For some people, the death overshadows the life. It becomes the part of the story our hearts fixate on because it hurts the most.

But slowly, often without us even noticing, something begins to soften. The mind stops looping the ending quite so loudly. The body releases just a bit of its guard. The person’s living starts to peek through the fog of their dying. It doesn’t happen all at once. Not neatly. But enough that we can remember their laugh, or the way they cheered us on, or the little quirks that made them unmistakably them.

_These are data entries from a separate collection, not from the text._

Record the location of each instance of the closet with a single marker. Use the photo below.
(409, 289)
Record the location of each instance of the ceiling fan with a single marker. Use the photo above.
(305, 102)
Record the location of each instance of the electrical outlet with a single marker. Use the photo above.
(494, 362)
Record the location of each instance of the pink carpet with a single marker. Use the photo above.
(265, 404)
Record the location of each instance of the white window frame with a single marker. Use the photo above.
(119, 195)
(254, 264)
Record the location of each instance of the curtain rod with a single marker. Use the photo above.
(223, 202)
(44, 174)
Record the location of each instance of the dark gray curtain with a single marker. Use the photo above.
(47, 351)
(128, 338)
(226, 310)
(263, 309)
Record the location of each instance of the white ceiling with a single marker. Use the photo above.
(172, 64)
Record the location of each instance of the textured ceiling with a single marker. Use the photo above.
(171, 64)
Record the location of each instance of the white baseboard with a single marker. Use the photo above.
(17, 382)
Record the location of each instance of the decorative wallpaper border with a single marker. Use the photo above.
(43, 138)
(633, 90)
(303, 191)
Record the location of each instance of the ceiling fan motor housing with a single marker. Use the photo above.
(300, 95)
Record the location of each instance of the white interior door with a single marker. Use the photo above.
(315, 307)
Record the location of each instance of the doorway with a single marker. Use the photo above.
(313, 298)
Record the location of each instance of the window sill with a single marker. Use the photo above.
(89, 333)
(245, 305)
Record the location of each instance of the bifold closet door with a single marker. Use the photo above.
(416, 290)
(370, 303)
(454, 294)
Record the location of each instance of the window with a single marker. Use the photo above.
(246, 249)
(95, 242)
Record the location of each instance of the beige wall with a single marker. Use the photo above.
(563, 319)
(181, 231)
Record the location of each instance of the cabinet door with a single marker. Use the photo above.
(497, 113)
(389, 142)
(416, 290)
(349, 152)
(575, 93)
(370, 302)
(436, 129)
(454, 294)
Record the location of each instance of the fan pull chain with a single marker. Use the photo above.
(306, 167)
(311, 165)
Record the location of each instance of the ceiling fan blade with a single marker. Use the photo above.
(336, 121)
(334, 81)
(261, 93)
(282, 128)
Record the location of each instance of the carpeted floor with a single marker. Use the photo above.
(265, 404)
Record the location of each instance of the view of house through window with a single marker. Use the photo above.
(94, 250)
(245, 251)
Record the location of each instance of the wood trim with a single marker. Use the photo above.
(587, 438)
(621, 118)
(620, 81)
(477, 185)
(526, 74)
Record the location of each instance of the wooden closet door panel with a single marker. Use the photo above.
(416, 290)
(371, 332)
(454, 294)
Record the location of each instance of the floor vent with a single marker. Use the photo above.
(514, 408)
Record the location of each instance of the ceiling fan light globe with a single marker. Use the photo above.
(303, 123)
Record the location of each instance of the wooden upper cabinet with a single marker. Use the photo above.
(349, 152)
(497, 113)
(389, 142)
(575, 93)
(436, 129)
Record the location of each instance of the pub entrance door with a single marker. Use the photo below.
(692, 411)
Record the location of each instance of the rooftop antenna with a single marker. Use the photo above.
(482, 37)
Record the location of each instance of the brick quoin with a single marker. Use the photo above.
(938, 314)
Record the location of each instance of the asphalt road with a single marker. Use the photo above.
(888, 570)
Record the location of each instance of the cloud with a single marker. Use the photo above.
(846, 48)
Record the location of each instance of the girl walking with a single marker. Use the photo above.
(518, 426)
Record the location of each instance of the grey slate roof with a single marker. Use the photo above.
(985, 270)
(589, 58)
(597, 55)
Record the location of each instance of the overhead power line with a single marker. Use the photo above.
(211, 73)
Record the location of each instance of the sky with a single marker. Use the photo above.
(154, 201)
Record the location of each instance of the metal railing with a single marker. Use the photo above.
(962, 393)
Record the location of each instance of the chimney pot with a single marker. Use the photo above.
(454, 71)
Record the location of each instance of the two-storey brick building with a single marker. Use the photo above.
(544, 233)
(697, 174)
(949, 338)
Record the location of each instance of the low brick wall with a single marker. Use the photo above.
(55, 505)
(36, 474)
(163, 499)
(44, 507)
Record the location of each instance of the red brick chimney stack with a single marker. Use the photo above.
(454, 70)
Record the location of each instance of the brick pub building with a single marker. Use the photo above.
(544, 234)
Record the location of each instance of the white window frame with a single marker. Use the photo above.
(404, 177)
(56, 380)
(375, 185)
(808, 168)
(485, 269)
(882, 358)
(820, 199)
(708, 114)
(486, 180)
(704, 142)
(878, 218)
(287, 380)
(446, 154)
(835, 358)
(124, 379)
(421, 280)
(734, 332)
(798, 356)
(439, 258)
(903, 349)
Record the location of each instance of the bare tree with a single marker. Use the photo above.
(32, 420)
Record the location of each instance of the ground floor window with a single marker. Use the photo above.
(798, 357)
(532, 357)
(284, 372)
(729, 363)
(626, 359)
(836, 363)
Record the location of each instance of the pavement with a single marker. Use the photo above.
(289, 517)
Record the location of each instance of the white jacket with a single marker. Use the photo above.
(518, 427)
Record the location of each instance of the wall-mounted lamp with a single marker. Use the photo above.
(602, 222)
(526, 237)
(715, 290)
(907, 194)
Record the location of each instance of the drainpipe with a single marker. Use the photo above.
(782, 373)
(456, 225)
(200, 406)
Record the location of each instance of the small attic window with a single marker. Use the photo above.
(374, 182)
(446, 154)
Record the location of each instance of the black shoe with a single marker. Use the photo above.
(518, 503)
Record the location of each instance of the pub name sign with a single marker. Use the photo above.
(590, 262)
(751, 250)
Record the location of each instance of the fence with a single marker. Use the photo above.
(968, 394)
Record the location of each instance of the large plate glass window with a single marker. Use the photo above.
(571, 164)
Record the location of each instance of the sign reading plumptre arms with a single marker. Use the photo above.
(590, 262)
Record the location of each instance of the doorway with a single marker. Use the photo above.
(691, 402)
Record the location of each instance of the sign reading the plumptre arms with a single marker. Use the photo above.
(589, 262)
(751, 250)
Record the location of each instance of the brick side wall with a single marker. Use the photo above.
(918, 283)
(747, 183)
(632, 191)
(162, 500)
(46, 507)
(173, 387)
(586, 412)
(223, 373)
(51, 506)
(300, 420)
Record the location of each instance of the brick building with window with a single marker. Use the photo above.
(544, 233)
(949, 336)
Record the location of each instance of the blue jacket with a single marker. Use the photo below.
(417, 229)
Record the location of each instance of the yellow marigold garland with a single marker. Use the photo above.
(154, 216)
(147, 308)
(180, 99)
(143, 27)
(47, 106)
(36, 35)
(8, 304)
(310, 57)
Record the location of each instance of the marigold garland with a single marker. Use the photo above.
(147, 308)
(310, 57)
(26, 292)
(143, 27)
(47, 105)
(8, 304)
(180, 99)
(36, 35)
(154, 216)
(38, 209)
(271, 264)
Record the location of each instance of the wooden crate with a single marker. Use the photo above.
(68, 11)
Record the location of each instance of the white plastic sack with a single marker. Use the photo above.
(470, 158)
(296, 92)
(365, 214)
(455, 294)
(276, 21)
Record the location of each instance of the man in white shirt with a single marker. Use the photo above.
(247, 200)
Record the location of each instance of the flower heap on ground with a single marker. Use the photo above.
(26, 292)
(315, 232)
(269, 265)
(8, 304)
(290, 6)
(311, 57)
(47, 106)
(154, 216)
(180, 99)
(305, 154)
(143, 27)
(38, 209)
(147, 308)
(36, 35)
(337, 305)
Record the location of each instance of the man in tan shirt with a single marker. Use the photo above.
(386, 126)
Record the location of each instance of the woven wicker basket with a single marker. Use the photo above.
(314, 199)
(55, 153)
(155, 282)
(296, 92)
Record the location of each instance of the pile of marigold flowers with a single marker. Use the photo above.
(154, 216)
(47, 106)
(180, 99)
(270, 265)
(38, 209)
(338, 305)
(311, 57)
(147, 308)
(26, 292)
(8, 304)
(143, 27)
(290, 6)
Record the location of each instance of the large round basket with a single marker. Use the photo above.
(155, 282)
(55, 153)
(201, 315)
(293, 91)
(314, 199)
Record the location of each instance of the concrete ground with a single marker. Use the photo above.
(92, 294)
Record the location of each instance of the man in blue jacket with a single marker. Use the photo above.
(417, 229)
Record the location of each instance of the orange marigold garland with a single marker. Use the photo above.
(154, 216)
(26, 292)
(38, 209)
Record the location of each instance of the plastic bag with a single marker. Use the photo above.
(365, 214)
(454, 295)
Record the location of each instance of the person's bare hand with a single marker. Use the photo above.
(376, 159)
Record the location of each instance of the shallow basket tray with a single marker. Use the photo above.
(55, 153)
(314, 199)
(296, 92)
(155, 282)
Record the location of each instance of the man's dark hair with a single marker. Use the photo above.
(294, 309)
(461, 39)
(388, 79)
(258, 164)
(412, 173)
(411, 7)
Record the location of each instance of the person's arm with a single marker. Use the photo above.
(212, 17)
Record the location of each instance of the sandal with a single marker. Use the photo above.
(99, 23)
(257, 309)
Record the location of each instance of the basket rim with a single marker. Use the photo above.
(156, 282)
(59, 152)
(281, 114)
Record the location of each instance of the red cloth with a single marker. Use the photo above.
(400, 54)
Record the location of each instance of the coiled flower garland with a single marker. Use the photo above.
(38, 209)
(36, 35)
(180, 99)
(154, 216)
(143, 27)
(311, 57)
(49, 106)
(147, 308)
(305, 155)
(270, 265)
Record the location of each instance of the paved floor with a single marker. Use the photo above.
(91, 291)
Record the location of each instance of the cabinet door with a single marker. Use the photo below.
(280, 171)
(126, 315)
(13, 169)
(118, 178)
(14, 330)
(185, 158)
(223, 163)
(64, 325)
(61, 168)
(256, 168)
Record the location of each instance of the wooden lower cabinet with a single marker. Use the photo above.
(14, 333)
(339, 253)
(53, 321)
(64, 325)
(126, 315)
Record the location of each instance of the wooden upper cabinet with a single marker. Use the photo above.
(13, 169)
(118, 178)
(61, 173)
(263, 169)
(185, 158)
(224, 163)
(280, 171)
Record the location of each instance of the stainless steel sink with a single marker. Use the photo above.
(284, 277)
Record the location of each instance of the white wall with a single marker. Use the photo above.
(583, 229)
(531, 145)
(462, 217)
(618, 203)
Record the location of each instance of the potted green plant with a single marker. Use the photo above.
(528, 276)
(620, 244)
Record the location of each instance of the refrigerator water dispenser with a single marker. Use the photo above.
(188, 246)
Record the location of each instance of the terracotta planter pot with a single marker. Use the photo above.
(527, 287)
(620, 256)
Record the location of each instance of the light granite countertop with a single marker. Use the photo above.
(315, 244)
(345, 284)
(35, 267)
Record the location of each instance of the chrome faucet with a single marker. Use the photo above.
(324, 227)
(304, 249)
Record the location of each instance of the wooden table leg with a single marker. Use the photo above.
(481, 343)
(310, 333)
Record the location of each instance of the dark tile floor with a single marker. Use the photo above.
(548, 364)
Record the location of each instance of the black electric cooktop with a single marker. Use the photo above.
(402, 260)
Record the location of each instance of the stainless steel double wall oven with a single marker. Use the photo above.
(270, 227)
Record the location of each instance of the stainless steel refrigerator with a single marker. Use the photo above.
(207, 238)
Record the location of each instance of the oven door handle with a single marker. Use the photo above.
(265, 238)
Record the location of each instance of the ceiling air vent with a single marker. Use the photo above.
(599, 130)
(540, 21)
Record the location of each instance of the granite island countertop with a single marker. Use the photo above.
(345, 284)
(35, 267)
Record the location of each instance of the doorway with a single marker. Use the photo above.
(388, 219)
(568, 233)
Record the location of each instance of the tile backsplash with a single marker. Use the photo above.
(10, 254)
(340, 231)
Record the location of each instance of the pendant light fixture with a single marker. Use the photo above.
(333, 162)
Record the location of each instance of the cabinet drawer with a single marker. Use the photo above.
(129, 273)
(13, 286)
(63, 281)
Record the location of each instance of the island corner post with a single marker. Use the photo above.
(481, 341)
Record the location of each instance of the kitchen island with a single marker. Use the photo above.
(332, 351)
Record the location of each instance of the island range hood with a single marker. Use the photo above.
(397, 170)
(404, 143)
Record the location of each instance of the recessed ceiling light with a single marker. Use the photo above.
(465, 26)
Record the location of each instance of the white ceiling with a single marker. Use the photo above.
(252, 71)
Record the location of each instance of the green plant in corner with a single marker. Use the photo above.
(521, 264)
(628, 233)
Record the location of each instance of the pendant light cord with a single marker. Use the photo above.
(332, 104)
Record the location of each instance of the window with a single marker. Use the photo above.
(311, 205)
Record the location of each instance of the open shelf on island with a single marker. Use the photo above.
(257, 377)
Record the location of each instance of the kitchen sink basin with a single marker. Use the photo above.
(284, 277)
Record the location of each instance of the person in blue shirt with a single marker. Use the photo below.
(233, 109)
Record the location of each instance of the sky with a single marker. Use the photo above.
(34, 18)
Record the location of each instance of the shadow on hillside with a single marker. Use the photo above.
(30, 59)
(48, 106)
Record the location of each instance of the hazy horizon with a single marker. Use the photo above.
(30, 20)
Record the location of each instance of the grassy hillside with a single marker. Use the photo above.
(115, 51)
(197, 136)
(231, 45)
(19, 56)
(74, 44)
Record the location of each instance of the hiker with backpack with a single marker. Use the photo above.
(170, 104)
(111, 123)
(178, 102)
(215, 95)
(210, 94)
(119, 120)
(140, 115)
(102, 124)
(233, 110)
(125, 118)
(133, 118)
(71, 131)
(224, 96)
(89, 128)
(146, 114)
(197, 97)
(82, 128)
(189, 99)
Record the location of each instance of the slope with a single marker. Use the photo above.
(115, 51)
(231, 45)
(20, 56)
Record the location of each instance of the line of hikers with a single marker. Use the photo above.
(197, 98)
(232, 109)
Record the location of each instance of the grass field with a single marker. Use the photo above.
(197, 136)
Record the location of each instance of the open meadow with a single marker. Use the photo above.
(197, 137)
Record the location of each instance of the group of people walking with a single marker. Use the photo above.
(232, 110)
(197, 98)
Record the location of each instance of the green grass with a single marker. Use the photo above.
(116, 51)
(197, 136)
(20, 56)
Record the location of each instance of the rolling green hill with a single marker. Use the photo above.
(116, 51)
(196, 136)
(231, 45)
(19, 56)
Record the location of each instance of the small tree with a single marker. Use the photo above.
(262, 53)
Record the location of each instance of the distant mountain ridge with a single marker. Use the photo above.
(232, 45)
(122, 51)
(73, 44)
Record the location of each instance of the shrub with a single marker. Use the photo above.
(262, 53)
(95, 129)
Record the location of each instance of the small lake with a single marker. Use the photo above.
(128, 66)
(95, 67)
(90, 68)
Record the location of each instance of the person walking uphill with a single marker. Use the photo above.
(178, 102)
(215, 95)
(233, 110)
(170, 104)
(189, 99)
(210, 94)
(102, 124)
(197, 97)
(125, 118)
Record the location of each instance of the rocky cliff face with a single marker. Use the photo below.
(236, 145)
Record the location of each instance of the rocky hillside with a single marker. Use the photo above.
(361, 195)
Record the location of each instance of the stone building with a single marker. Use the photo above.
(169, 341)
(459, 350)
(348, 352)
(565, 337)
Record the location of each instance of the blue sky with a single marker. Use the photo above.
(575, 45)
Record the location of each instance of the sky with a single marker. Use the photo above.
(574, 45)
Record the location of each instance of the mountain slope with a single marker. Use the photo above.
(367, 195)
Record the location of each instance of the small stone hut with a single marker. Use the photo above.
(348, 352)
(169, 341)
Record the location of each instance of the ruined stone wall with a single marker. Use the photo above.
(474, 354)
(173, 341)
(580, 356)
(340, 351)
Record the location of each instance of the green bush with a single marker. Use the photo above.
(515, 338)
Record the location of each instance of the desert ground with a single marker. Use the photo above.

I was reminded of this shift recently when I heard a news story reference a Blue Christmas, a tradition that quietly acknowledges that this season isn’t merry and bright for everyone. If I’m being honest, the only Blue Christmas I knew about was from an Elvis Presley song, I wanted to know more about this tradition

Blue Christmas gives a name and a space to the very feelings I was describing — grief, loneliness, complicated memories, trauma anniversaries, the longing for someone who isn’t here. It validates that it’s okay to feel heavy during a season that often demands joy. It creates space for the parts of the season that feel heavy, without rushing us to “cheer up,” move on, or pretend.

In a way Blue Christmas mirrors what so many of us experience in grief; a shift from being consumed by the pain of the ending, toward gently remembering the fullness of the life. Not to erase the trauma. Not to minimize the loss. But to honor the whole story, not just the final chapter.

As that shift begins, even in tiny ways, we sometimes feel drawn to do something for them, or maybe because of them:

  • Doing one small thing they would have loved
  • Speaking their name without bracing
  • Carrying forward a value they lived by
  • Donating, creating, planting, celebrating — in a way that reflects who they were, not how they died

This season, whether the lights feel warm or too bright, maybe there’s room for one gentle act done in their name. Something they would choose, if they were still here. Something that honors how they lived, not just how they died.

For me, my one small thing is a box of chocolate-covered cherries. Every Christmas, without fail, I bought my mom a box of chocolate-covered cherries. Now I buy myself a box and eat every single cherry (not all at once) with a smile, fondly remembering how much she loved the simplest things.Wishing you a wonderful holiday season, may you find small joys and sweet reminders of those you hold dear.